清高の ニュースの感想 令和版

題名川柳・内容超一流!

ニッポンの 野党は政治 しないもの?

 読売新聞文化部の小林佑基記者が担当している「論壇誌 7月」、今回もやってくれました(ただし進歩しているが)。題して「理念語り 政治をしない野党」。

 
 まずは政治学者の岡田憲治さんの『文藝春秋』の記事を紹介し、その後に「リベラル・野党陣営が正論に寄りかかり、議会の内外で仲間を増やすことを目的の中心に置かず、個人プレーや仲間割れを繰り返した」とする。「正論に寄りかか」るだけましだと言えよう。民主党政権になった時の自由民主党の分裂にそういう(「正論」のこと)のがあっただろうか?
 
 『中央公論』の小林慶一郎さん(経済学者)の記事を紹介後、「もちろん、問題をなかったことにしようとした政府・与党の対応にも、多くの論者が厳しい目を向けた」としているが、「約束違反だと政府を追求しても問題は消えない」などとした。この件は記事に分配。いわゆる老後資金2,000万円不足問題は、井手栄策さんの『希望の増税論(略)』(岩波新書、“2018”)でも触れられているし、老後資金が足りなくて苦境に陥ってる年金受給者については、新潮文庫の『老後破産(略)』(NHKスペシャル取材班、2018。単行本“2015”)でとっくの昔に描かれている。「“”」で強調したが、以前からわかっていたことで、ましてや野党も現役世代の所得を増やすことを主に主張していたのだから、何ら対案になっておらず、この点はたしかに現在の野党が負けである。
 
 少々飛ばして、清水唯一朗さん(日本政治外交史)の『アステイオン』90の記事を紹介し、その後、「戦前の普通選挙下」においては、「『票が利益と交換され』るために与党が常に選挙に勝ち、野党は選挙以外の方法で与党を引きずり下ろすためのスキャンダル攻撃に明け暮れた」とある。
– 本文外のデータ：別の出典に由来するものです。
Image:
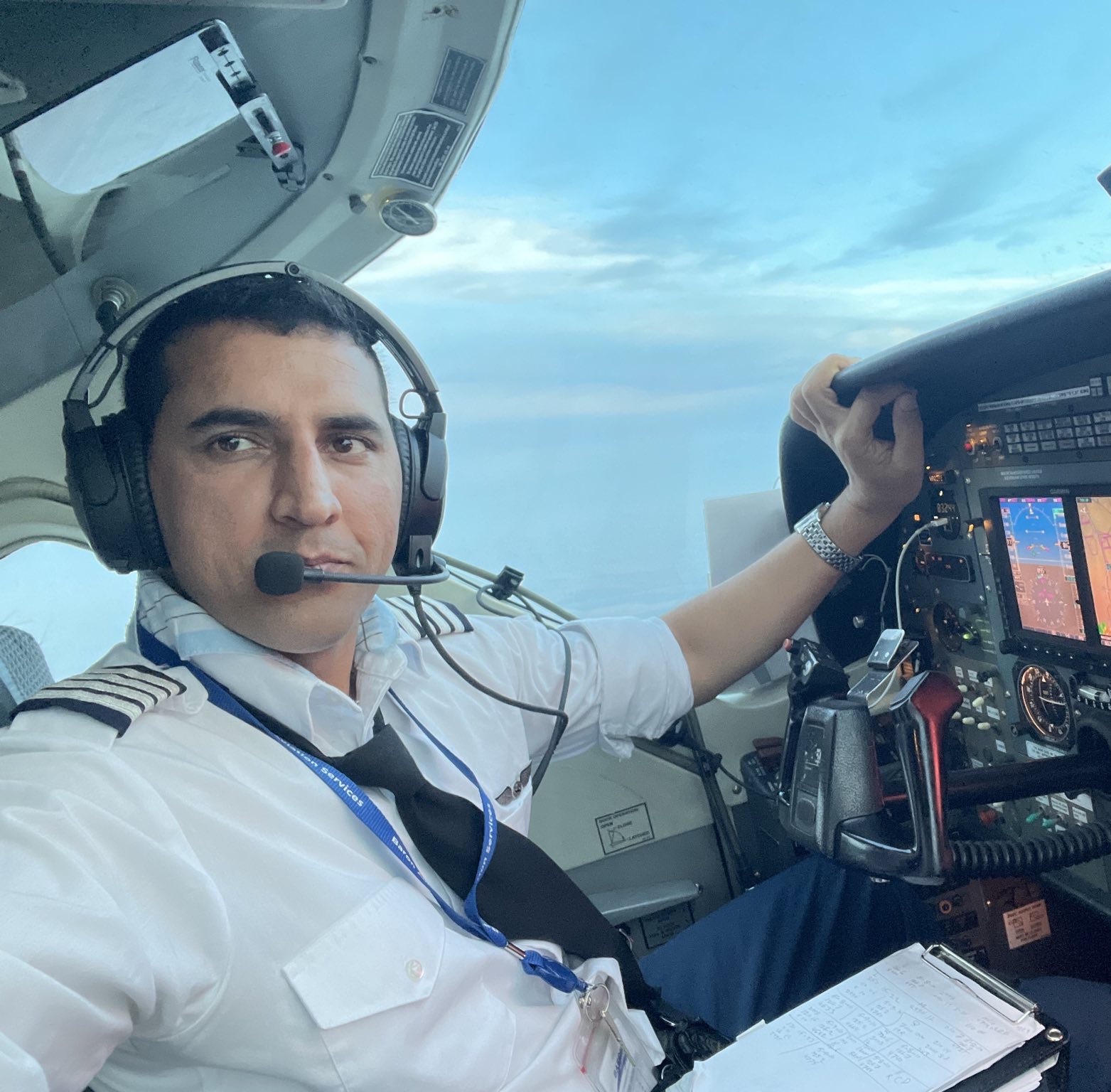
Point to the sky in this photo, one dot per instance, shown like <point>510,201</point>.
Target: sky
<point>671,213</point>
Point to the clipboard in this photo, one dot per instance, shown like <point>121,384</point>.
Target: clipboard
<point>1052,1039</point>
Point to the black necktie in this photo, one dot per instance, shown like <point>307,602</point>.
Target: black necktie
<point>525,894</point>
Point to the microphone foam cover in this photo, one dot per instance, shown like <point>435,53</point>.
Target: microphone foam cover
<point>279,574</point>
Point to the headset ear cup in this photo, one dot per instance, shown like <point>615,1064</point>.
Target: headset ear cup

現在は「与党が常に選挙に勝つ」ことがないだけましだが、「野党は選挙以外の方法で与党を引きずり下ろすためのスキャンダル攻撃に明け暮れた」というのは、2010年から12年の日本にも当てはまる。すなわち、自由民主党が野党の時もそうだったのである。当ブログで転載した「「私は絶対に忘れない」ー【東日本大震災の「国難」で、野党自民党民主党の復興政策案の全てに反対し「審議拒否」や「内閣不信任案」も。棺桶も無く土葬して混乱の頃だ 野党の自民党は3年で85も審議拒否した】」(オリジナルはhttps://blogs.yahoo.co.jp/sasaootako/64967420.html
)、ならびに岩渕美智子『政治は動いていないのか(略)』(パブラボ、2011)をご一読。ただ、現在の日本に「政権争奪が激しくなる一方、選挙は政権選択の機会でなくなった」ということはないが。
 
 そして、三浦瑠麗さんの登場! ウェブ『論座』7月22日の記事を紹介して、その後、「盛り上がりに欠けた選挙戦を振り返る。それは、政治が今も、安保・憲法を巡る漠然とした価値観の分断を軸に展開し、選挙戦でも具体的な議論や適切な課題設定がされなかったと説く」と展開している。小林記者の紹介が正しいとすると、またしても三浦さんのとんちんかんぶりが出た話になっている。「安保・憲法」を説いているのは、安倍さんの、つまり、与党の方。でも勝っている(議席獲得数は与党>野党だから)のをどう説明するのかなぁ?
 
 記事ではまたも前述の岡田さんの話になり、岡田さんが、野党は「高尚だが響かない正論ではなく、他人の心を溶かす提案をせよと論じ」ているのだという。それって読売新聞が(でなくても)忌み嫌う、ポピュリズムということではないかな?
 
 少々まともなところがあったが(かなりの進歩!)、「ためにする批判」、すなわち、全体的に野党を批判するための批判になっているのが残念だった。それが自由民主党にも当てはまるはずなのに。